O trabalho está em sintonia com a Década Internacional dos Afrodescendentes (2015-2024) proclamada pela Assembleia Geral da ONU, cujo tema é “Reconhecimento, Justiça e Desenvolvimento”. Em cada evento de lançamento do projeto, a equipe realizou debates, distribuiu material gráfico e provocou reflexões sobre as relações raciais e os diferentes grupos étnicos presentes no Ceará. A Campanha também promoveu a divulgação dos dados de desigualdades sócio raciais e as possíveis conquistas efetivadas no âmbito das políticas sociais setoriais e das políticas de promoção da igualdade racial. Por fim, com a utilização de uma didática contextualizada, foram apresentadas as diversas expressões do racismo e a pluralidade de iniciativas que podem ser tomadas para combatê-lo.

 

Sobre o Prêmio Innovare

Criado em 2004, o Prêmio Innovare vem trabalhando para identificar e colocar em evidência iniciativas desenvolvidas voluntariamente que trazem soluções inovadoras, ampliam a proximidade entre instituições jurídicas e a população e contribuem para o aprimoramento da Justiça brasileira. Ao todo, já foram premiadas 226 práticas, entre mais de 7 mil trabalhos, em diferentes áreas da atuação jurídica. Todas as iniciativas selecionadas são incluídas no Banco de Práticas do Innovare.
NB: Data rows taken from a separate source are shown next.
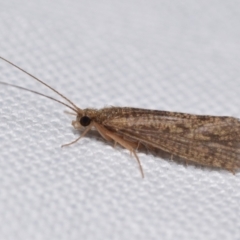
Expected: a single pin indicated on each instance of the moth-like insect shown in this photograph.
(212, 141)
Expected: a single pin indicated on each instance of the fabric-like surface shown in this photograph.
(169, 55)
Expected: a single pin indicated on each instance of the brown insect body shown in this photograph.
(207, 140)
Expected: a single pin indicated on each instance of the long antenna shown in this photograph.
(37, 79)
(38, 93)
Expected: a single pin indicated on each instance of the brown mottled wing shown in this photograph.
(208, 140)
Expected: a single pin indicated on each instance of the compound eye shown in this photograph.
(85, 121)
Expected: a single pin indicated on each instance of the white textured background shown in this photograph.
(169, 55)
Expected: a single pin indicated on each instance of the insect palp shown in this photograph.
(85, 121)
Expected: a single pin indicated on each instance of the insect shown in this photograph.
(212, 141)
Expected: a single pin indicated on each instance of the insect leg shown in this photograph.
(108, 134)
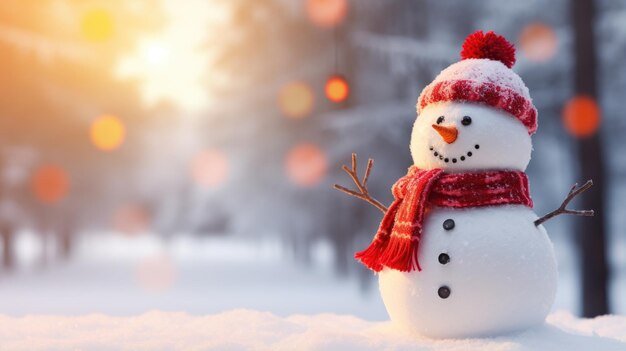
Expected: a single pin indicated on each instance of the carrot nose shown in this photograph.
(449, 134)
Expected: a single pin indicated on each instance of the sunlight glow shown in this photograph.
(107, 133)
(327, 13)
(172, 67)
(97, 25)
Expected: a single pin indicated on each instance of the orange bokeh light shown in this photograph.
(97, 25)
(50, 184)
(327, 13)
(306, 165)
(209, 168)
(296, 100)
(538, 42)
(107, 133)
(337, 89)
(581, 116)
(131, 219)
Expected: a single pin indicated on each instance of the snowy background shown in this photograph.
(159, 155)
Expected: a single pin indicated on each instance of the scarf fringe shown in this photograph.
(420, 189)
(401, 254)
(370, 256)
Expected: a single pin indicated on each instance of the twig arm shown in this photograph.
(574, 191)
(363, 193)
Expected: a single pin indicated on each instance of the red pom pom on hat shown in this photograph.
(490, 46)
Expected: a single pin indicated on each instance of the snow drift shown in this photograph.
(253, 330)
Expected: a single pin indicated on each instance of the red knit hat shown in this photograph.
(484, 76)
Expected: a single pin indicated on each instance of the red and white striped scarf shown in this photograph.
(396, 242)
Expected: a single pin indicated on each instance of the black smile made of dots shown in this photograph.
(437, 154)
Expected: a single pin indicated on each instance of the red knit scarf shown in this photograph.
(397, 241)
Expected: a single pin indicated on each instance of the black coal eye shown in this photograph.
(466, 121)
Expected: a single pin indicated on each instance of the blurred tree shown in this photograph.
(58, 61)
(591, 231)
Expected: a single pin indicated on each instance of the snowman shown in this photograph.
(460, 252)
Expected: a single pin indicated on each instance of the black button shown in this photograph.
(444, 258)
(444, 292)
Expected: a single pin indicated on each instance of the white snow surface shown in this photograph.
(254, 330)
(484, 71)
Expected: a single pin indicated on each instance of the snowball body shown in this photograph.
(498, 267)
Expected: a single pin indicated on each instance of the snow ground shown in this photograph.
(254, 330)
(120, 275)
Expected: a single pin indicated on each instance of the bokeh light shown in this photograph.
(337, 89)
(210, 168)
(306, 165)
(156, 273)
(97, 25)
(296, 100)
(50, 184)
(107, 133)
(131, 219)
(538, 42)
(327, 13)
(581, 116)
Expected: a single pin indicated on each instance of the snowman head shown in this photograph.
(458, 136)
(477, 114)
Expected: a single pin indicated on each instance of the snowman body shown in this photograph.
(484, 270)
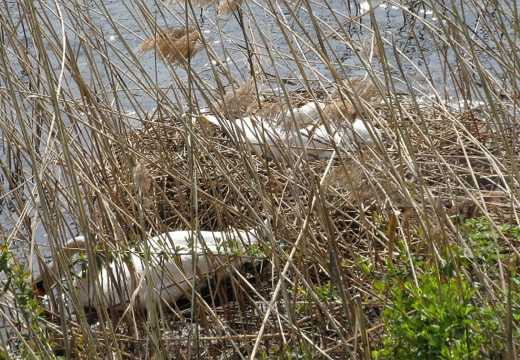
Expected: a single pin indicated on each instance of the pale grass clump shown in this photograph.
(97, 144)
(174, 45)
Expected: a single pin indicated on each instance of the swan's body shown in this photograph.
(175, 264)
(314, 139)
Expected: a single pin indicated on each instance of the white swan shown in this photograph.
(266, 138)
(176, 260)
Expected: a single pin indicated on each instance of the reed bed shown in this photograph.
(103, 136)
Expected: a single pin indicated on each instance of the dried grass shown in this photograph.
(174, 45)
(228, 6)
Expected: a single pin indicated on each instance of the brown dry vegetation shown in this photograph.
(343, 236)
(174, 45)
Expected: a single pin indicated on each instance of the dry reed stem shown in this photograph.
(175, 45)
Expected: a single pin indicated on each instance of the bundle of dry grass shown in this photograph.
(174, 45)
(228, 6)
(224, 6)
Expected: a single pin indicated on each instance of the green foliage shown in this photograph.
(18, 283)
(440, 316)
(433, 320)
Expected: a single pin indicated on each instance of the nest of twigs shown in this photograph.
(181, 172)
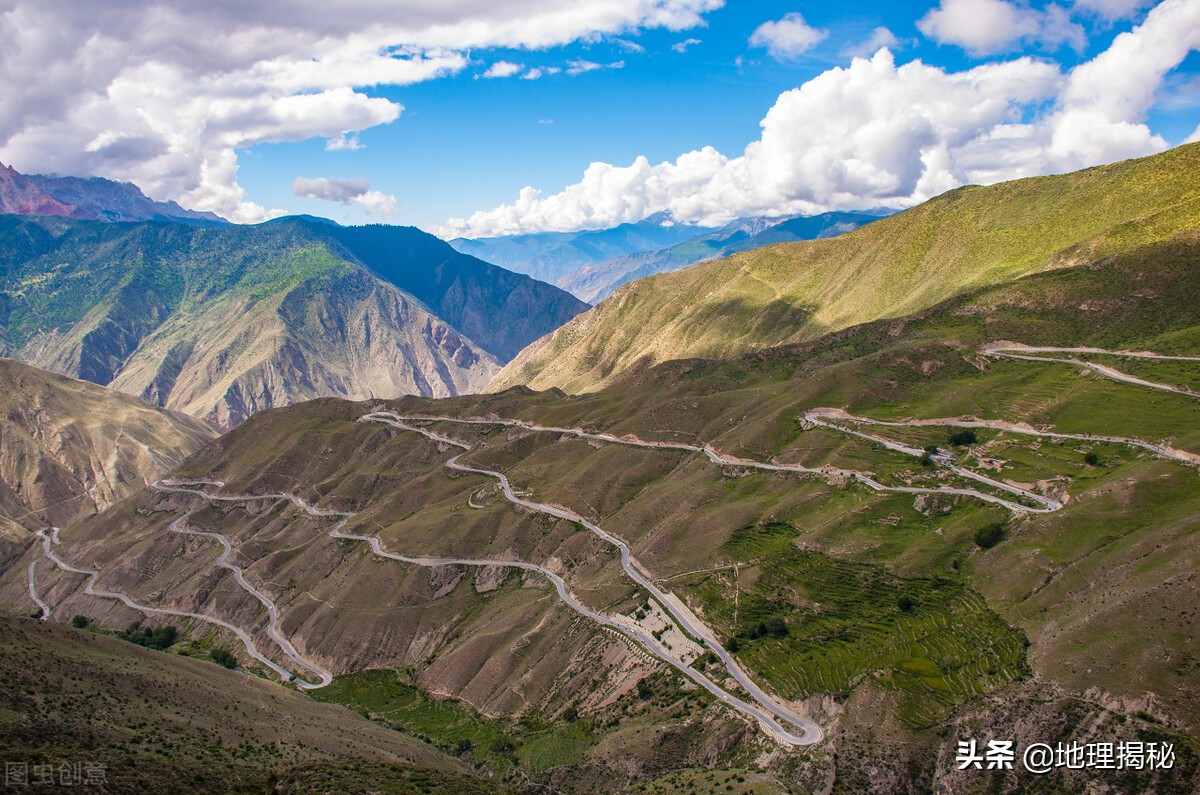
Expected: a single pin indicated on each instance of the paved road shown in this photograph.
(273, 626)
(1006, 351)
(1047, 506)
(768, 712)
(1164, 450)
(91, 590)
(946, 460)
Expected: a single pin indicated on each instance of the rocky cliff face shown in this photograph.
(69, 448)
(18, 196)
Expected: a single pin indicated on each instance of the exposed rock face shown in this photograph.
(69, 448)
(223, 322)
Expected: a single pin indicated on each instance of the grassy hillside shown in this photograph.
(157, 722)
(793, 292)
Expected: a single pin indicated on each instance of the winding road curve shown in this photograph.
(766, 711)
(33, 592)
(1045, 504)
(273, 625)
(1164, 450)
(91, 590)
(1025, 352)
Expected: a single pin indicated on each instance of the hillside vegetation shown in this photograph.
(799, 291)
(70, 448)
(223, 322)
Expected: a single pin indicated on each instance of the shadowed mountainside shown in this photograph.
(70, 448)
(223, 322)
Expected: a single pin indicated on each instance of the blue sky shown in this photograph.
(665, 83)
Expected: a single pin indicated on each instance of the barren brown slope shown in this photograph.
(154, 722)
(796, 292)
(70, 448)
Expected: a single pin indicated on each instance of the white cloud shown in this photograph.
(988, 27)
(346, 191)
(879, 39)
(166, 94)
(1113, 9)
(880, 135)
(343, 142)
(581, 66)
(789, 37)
(503, 69)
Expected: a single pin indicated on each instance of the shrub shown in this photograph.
(989, 536)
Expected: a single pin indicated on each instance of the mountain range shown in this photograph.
(793, 292)
(222, 321)
(91, 197)
(811, 516)
(553, 256)
(595, 281)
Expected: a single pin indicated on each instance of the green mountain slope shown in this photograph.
(793, 292)
(223, 322)
(70, 448)
(900, 622)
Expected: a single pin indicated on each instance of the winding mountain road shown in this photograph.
(273, 625)
(33, 592)
(767, 710)
(1045, 504)
(1025, 352)
(1164, 450)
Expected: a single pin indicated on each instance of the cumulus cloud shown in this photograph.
(166, 94)
(503, 69)
(581, 66)
(789, 37)
(346, 191)
(879, 39)
(988, 27)
(877, 133)
(345, 142)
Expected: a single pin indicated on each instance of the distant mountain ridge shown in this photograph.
(551, 256)
(95, 197)
(597, 281)
(222, 322)
(70, 448)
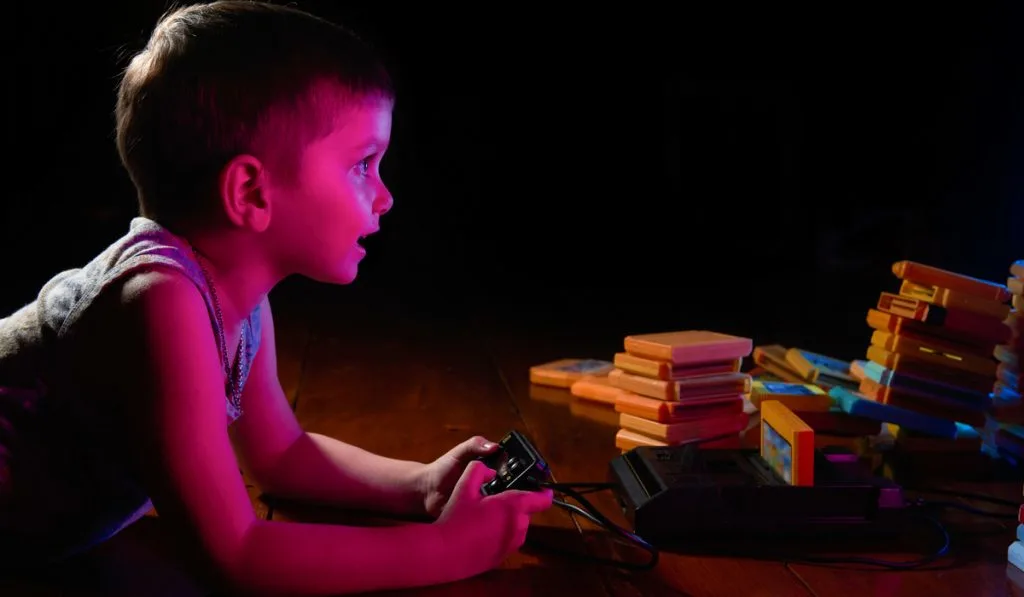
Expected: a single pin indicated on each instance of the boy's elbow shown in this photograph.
(232, 567)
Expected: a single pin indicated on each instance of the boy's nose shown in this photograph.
(383, 203)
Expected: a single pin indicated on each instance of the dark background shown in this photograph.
(631, 168)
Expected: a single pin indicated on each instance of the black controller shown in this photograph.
(518, 464)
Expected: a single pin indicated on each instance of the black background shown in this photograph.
(632, 168)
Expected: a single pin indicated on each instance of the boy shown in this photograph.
(253, 134)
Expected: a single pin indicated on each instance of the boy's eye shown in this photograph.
(364, 165)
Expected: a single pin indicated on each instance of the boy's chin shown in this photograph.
(340, 276)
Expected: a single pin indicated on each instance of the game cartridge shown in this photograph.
(857, 403)
(955, 300)
(771, 357)
(726, 384)
(565, 372)
(962, 327)
(1017, 268)
(907, 381)
(677, 412)
(688, 346)
(813, 366)
(669, 371)
(1005, 353)
(934, 353)
(797, 396)
(930, 371)
(929, 275)
(687, 430)
(598, 389)
(786, 443)
(857, 369)
(933, 406)
(627, 440)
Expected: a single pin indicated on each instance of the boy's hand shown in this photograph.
(484, 529)
(440, 476)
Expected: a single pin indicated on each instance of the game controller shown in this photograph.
(518, 464)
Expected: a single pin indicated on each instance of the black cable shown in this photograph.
(967, 496)
(967, 508)
(591, 513)
(891, 564)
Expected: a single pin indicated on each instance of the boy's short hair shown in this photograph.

Em sua 17ª. edição, o Innovare já premiou duas práticas, na nova Categoria CNJ/Gestão Judiciária e na categoria Destaque, com o tema “Defesa da Liberdade”. Também foram escolhidas, durante a reunião da Comissão Julgadora, outras 12 práticas que disputam a premiação em seis categorias: Tribunal, Juiz, Ministério Público, Defensoria Pública, Advocacia e Justiça e Cidadania. O resultado final e os prêmios serão entregues durante cerimônia on-line no próximo dia 01 de dezembro, transmitida pelo canal do Innovare no YouTube (https://www.youtube.com/c/premioinnovarecanal).

O Prêmio conta com o apoio de instituições parceiras que colaboram para a credibilidade e prestígio da premiação. Entre elas estão a Associação dos Magistrados Brasileiros (AMB), Associação Nacional dos Membros do Ministério Público (Conamp), Associação Nacional das Defensoras e Defensores Públicos (Anadep),  Associação dos Juízes Federais (Ajufe), Conselho Federal da OAB, Associação Nacional dos Procuradores de República (ANPR), Associação Nacional dos Magistrados da Justiça do Trabalho (Anamatra), Conselho Nacional de Justiça (CNJ) e a Secretaria Nacional de Justiça do Ministério da Justiça e Segurança Pública, com o apoio do Grupo Globo.